Calculus and Linear Algebra can be learned independently, but some (not much) Linear algebra is useful for 3 dimensional calculus. Number theory is great, the classic introduction is by Hardy and Wright but there are many other good books. Focus on solving problems. Especially since you are young. Look into learning some abstract algebra, rings, groups and fields, as soon as possible, maybe even before linear algebra. 
Finally one book I liked in called Mathematics its from Time-Life science library, its pretty old but most libraries will have it. It popular but has a nice tree diagram of the different branches of mathematics. 
One afterthought, since it seems to be being discussed here, (yes thats correct grammar) universities and schools have become useless hindrances to your progress, and your pocketbook, whether you do or not anything you learn will have to be done in spite of their influence. (Sorry folks but that is the current state of affairs).       
A: There are quite a few good sources out there for learning different fields in mathematics. Personally some of my favorates are:


*

*http://ocw.mit.edu/courses/mathematics/

*https://www.khanacademy.org/math
To get started you need to know the learning path you will take, what classes and areas you want to begin with and proceed to.
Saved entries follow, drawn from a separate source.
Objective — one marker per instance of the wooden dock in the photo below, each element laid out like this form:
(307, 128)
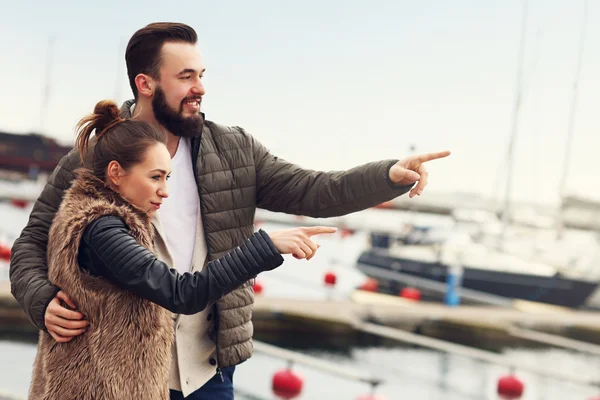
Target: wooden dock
(336, 321)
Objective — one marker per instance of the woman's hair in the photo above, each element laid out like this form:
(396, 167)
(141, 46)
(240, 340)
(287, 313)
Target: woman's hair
(118, 139)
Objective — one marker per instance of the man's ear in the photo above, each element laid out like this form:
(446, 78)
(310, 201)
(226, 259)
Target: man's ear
(145, 85)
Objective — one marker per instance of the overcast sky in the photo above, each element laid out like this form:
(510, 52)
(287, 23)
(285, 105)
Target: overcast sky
(331, 84)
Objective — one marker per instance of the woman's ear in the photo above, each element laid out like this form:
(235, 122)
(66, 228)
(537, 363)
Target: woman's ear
(113, 173)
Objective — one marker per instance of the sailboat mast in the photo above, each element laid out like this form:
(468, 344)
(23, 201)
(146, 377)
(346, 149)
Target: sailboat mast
(514, 126)
(571, 123)
(46, 87)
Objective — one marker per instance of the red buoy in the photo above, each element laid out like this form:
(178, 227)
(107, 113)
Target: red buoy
(370, 285)
(330, 279)
(510, 387)
(257, 287)
(4, 253)
(410, 293)
(287, 384)
(19, 203)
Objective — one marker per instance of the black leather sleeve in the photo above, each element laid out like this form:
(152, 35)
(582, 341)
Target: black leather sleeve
(107, 249)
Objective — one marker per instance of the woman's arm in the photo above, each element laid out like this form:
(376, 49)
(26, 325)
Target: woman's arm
(107, 249)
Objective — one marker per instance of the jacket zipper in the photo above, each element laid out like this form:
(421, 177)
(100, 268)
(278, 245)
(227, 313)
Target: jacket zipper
(215, 308)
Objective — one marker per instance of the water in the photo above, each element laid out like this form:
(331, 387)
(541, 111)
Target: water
(408, 372)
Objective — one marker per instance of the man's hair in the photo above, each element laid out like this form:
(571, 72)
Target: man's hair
(143, 54)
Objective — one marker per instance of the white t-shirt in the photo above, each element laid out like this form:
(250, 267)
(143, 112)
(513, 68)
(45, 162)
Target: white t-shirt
(179, 212)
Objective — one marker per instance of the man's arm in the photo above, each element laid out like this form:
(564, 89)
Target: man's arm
(28, 264)
(286, 187)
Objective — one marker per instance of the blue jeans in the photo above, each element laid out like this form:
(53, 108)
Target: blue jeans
(216, 388)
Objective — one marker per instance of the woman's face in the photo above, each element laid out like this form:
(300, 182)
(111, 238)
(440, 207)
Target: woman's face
(144, 184)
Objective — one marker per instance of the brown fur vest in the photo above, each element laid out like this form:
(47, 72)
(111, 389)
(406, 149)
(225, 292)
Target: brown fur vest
(126, 351)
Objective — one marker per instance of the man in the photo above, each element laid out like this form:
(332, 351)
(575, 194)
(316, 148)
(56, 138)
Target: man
(220, 175)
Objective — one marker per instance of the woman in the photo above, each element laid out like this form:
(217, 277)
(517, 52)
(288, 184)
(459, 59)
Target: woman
(100, 252)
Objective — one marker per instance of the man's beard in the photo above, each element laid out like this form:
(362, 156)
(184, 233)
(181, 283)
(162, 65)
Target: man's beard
(174, 121)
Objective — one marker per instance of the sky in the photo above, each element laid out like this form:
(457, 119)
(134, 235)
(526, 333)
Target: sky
(333, 84)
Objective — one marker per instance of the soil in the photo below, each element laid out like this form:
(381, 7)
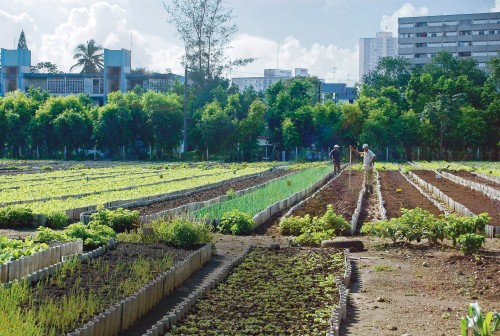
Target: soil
(475, 201)
(418, 290)
(409, 197)
(337, 192)
(91, 279)
(474, 178)
(206, 195)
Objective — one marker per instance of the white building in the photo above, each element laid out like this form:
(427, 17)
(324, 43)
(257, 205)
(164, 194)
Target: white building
(372, 49)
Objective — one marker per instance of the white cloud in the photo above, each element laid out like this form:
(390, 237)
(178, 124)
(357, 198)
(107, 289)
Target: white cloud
(497, 6)
(390, 22)
(319, 59)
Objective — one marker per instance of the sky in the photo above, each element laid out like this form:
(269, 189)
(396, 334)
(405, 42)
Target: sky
(320, 35)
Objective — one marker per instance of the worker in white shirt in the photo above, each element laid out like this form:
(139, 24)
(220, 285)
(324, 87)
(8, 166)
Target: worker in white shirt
(368, 162)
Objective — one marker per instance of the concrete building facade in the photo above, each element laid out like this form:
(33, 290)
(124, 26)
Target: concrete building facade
(372, 49)
(463, 35)
(16, 74)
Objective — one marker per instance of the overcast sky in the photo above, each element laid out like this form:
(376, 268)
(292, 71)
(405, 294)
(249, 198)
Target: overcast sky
(316, 34)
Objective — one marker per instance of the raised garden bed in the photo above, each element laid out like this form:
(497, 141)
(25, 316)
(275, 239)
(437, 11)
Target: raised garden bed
(474, 178)
(474, 200)
(398, 193)
(338, 193)
(80, 290)
(205, 195)
(284, 292)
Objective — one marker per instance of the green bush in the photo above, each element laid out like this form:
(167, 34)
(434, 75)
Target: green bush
(16, 216)
(57, 220)
(480, 325)
(120, 220)
(294, 225)
(236, 222)
(470, 243)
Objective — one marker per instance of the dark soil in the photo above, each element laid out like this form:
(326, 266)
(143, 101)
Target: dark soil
(474, 178)
(206, 195)
(408, 198)
(338, 193)
(475, 201)
(102, 281)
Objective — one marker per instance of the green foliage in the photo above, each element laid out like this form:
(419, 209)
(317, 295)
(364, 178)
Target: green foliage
(311, 231)
(236, 222)
(16, 216)
(119, 220)
(470, 243)
(479, 325)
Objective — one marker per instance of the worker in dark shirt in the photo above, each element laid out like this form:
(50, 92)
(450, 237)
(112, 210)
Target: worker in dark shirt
(335, 155)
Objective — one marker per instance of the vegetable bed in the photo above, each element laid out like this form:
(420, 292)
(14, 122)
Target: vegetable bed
(80, 290)
(398, 193)
(475, 201)
(338, 193)
(285, 292)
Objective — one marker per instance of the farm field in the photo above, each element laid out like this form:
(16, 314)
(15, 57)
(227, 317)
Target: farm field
(398, 273)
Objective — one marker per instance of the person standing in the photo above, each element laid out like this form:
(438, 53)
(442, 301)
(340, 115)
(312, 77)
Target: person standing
(335, 155)
(368, 161)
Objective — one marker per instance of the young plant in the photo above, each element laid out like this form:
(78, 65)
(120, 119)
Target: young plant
(479, 325)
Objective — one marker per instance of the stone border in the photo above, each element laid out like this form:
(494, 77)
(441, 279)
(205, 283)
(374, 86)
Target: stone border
(487, 190)
(458, 208)
(180, 310)
(425, 194)
(339, 313)
(383, 212)
(85, 216)
(121, 315)
(27, 266)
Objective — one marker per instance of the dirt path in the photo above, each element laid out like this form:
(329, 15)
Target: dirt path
(419, 291)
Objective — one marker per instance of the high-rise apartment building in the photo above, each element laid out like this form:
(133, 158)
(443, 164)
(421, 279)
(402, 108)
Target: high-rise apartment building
(372, 49)
(464, 35)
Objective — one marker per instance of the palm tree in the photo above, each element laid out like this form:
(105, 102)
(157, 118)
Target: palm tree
(90, 57)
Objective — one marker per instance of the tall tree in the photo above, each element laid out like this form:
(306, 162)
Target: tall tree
(21, 44)
(90, 57)
(206, 29)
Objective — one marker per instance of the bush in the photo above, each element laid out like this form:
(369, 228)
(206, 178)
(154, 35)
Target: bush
(119, 220)
(57, 220)
(294, 225)
(236, 222)
(16, 216)
(470, 243)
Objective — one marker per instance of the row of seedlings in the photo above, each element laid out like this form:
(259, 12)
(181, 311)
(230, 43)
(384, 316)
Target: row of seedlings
(30, 265)
(121, 315)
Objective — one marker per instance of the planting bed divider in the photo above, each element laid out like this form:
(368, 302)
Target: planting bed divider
(175, 315)
(488, 190)
(338, 193)
(32, 266)
(409, 197)
(144, 201)
(466, 196)
(121, 315)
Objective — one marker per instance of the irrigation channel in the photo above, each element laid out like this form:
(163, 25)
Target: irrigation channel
(475, 201)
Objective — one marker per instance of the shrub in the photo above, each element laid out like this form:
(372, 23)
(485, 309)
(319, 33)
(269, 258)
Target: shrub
(470, 243)
(57, 220)
(294, 225)
(480, 325)
(16, 216)
(236, 222)
(119, 220)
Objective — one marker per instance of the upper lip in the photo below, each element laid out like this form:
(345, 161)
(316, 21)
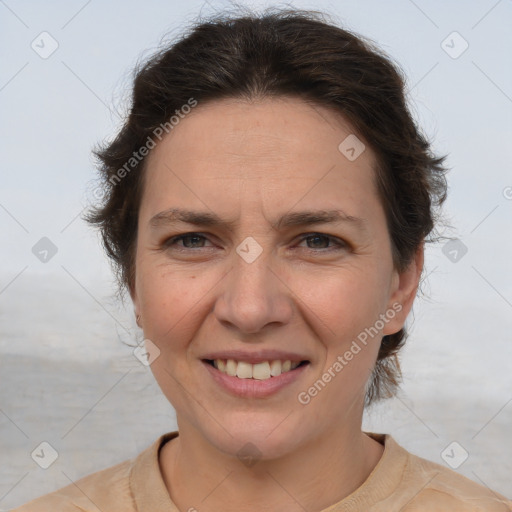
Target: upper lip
(255, 356)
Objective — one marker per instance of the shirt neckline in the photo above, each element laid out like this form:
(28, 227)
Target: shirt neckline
(150, 492)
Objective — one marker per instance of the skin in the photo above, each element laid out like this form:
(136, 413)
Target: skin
(251, 162)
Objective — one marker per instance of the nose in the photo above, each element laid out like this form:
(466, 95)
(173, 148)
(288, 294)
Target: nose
(253, 296)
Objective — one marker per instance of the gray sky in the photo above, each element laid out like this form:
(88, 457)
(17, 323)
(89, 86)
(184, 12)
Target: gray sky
(55, 109)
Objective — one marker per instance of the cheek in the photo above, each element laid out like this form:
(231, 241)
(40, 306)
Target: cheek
(344, 302)
(170, 305)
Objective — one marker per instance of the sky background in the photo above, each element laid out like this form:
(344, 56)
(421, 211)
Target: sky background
(55, 109)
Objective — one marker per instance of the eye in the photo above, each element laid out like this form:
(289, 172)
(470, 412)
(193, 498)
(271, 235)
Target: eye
(190, 241)
(320, 242)
(322, 239)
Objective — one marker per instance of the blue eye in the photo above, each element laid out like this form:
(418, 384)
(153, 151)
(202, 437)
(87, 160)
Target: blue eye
(186, 236)
(338, 244)
(196, 241)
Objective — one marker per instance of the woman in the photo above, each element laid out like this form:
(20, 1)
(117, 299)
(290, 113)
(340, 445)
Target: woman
(266, 206)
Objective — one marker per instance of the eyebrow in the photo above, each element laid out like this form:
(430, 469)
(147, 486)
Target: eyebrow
(207, 219)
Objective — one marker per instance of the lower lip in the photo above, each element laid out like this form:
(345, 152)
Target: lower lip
(253, 388)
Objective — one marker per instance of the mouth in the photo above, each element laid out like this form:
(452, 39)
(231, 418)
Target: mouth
(261, 371)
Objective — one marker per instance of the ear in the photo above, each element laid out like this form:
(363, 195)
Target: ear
(403, 292)
(135, 300)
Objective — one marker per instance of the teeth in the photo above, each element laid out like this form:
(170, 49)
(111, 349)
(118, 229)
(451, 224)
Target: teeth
(275, 368)
(230, 367)
(244, 370)
(260, 371)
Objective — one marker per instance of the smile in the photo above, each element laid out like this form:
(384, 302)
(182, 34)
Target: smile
(259, 371)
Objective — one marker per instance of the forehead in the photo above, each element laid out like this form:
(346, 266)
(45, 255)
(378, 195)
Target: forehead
(259, 150)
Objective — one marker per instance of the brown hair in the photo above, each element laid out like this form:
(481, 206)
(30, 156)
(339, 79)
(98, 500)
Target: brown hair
(280, 53)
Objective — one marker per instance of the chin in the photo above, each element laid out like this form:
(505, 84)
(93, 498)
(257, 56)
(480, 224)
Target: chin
(257, 436)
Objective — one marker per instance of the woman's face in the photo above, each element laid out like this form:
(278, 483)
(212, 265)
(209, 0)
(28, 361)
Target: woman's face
(246, 284)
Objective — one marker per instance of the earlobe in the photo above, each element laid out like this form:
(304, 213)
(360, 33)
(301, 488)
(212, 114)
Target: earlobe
(404, 290)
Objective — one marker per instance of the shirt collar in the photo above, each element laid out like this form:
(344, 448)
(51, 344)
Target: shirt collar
(150, 492)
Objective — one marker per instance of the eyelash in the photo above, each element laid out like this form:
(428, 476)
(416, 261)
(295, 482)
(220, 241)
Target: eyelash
(338, 243)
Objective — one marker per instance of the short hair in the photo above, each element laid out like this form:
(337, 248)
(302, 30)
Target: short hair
(280, 53)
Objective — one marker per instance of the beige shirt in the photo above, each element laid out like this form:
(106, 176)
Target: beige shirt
(400, 482)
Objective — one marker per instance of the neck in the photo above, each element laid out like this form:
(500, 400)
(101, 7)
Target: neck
(323, 472)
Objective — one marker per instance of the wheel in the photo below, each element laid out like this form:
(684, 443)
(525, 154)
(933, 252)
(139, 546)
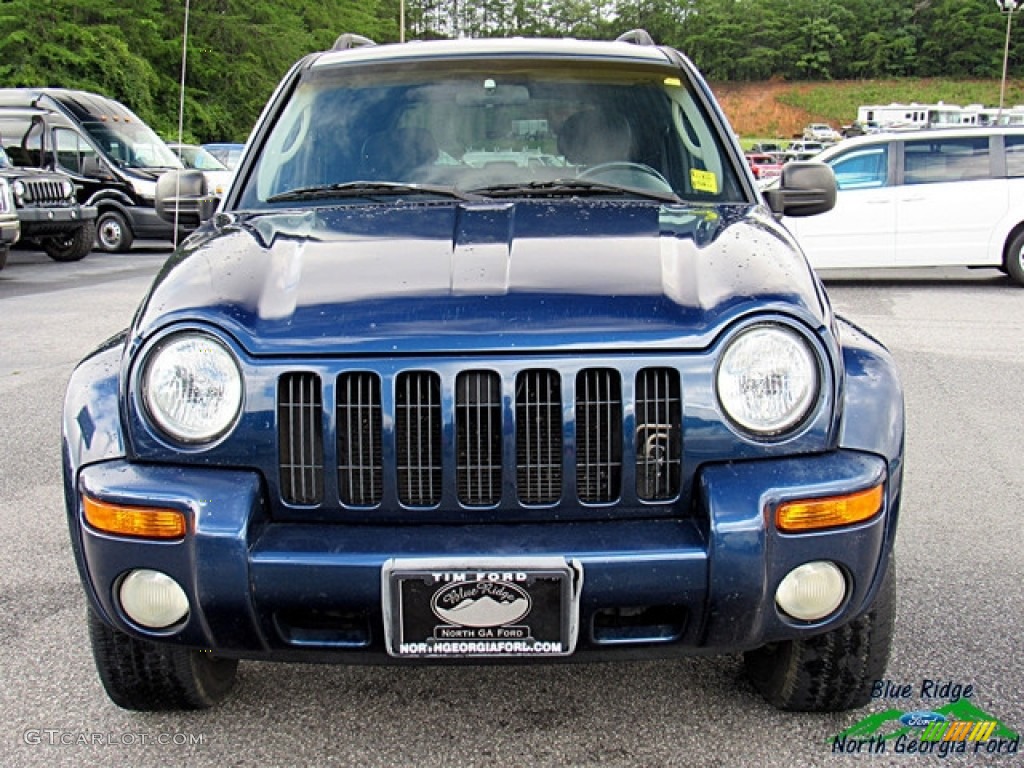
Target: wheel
(144, 676)
(631, 174)
(72, 247)
(829, 672)
(113, 232)
(1014, 262)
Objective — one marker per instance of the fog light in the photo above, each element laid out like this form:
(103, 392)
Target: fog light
(153, 599)
(811, 591)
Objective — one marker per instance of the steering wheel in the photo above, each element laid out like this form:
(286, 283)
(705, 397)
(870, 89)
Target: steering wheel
(626, 168)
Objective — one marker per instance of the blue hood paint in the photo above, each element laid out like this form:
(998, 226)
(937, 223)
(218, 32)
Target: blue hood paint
(415, 279)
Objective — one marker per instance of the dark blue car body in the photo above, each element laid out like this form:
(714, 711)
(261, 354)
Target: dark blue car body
(285, 552)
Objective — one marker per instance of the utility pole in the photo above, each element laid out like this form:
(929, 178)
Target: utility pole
(1008, 7)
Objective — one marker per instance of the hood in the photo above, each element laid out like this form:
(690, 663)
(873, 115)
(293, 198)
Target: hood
(407, 279)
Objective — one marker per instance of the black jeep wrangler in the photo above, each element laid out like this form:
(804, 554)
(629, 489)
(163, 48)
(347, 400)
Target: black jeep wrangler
(48, 212)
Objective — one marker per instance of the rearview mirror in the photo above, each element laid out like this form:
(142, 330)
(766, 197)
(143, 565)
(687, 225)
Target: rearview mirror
(93, 167)
(184, 194)
(805, 188)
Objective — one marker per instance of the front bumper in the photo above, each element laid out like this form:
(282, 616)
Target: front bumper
(10, 230)
(700, 583)
(41, 221)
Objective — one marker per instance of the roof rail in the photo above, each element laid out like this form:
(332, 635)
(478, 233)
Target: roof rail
(349, 41)
(639, 37)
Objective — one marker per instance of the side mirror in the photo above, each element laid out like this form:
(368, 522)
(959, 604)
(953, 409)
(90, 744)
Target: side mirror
(184, 194)
(805, 188)
(93, 167)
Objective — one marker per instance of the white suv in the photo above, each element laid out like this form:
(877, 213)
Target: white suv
(941, 197)
(821, 132)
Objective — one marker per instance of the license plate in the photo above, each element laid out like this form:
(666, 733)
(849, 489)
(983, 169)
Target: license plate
(477, 607)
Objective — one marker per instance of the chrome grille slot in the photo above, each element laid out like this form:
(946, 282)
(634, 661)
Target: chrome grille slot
(300, 438)
(599, 435)
(418, 437)
(658, 424)
(478, 437)
(360, 466)
(539, 436)
(41, 192)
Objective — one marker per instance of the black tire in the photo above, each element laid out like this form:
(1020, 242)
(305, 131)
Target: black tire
(830, 672)
(73, 247)
(1014, 262)
(113, 232)
(143, 676)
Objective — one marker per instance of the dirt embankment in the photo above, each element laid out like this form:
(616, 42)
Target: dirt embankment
(753, 109)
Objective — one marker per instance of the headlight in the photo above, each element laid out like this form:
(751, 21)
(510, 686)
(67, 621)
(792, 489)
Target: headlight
(192, 385)
(767, 379)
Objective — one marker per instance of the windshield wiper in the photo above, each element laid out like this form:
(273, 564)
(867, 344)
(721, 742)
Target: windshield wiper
(571, 186)
(368, 189)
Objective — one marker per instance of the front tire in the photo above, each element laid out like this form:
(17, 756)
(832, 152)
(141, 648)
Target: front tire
(73, 247)
(113, 232)
(1014, 262)
(830, 672)
(143, 676)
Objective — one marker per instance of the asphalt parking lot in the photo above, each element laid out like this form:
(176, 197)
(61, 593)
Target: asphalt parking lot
(956, 336)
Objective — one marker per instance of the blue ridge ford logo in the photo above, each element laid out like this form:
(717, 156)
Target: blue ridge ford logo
(922, 718)
(481, 603)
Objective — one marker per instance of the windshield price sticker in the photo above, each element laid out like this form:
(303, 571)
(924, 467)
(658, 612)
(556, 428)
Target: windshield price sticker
(508, 608)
A basic path for general mathematics would be: (pipe shows what I feel can be learned at the same time)
Algebra I > Geometry | Algebra II > Statistics | Trigonometry > Linear Algebra > Single Variable Calculus > Multi-Variable Calculus | Differential Equations
From there you should be well versed enough to know what branch of mathematics you would like dive deeper into
A: For me, Calculus isn't a bad place to start.  Its assisted me in calculating divergent series, proving binomial expansion, calculating some harder summations, providing bounds, and simply giving intuitive sight into how a function may work.
Calculus isn't too hard, and you don't really need pre-calculus to learn it.  Calculus is just a little different from previous math courses in the topics.  Its like the jump from middle school math to Algebra, just a little harder and makes you think differently.
Another nice topic of interest to you might be modular arithmetic.  It is rather easy, and when you learn things like Fermat's little theorem and basic manipulations, you can do cool things like determine what the last digit of $47^{2958}$ is.  (It also helps you make faster choices on multiple-choice questions involving whole numbers.  And if you have a younger sibling in elementary, teaching them the basics to modular arithmetic could help them in math... wish I knew ALL of modular arithmetic in elementary.  When you learn modular arithmetic, I bet some of the material will be so easily you'll say "I've done that before!")
Summations are also fun.  When you learn calculus, summations become easier to deal with as well (for me at least).  Also, making formulas with summations gets you into thinking about how you can provide proofs sometimes, and other things like that.
Set theory is a short(ish) topic that is really interesting for most people.  It is basically the theory of infinity, and a nice video that captures the gist of set theory is Vsauce's "How to count past infinity?" video.
Number theory might be a bit harder, but you could potentially learn some of it.
And don't expect all of this to come easily (maybe the modular arithmetic), so take your time, and if you get stuck, we'll be right here to help you.
Ranked in easiness according to my opinion (difficulty based off how hard to get started in the material):


*

*Modular arithmetic (easiest)

*Calculus and summations

*Set Theory

*Number Theory
Also, I have to ask, do you intend on math courses for credit, or math subjects you want to learn on your own with no other reason than that your just nerdy like that?  It makes a difference.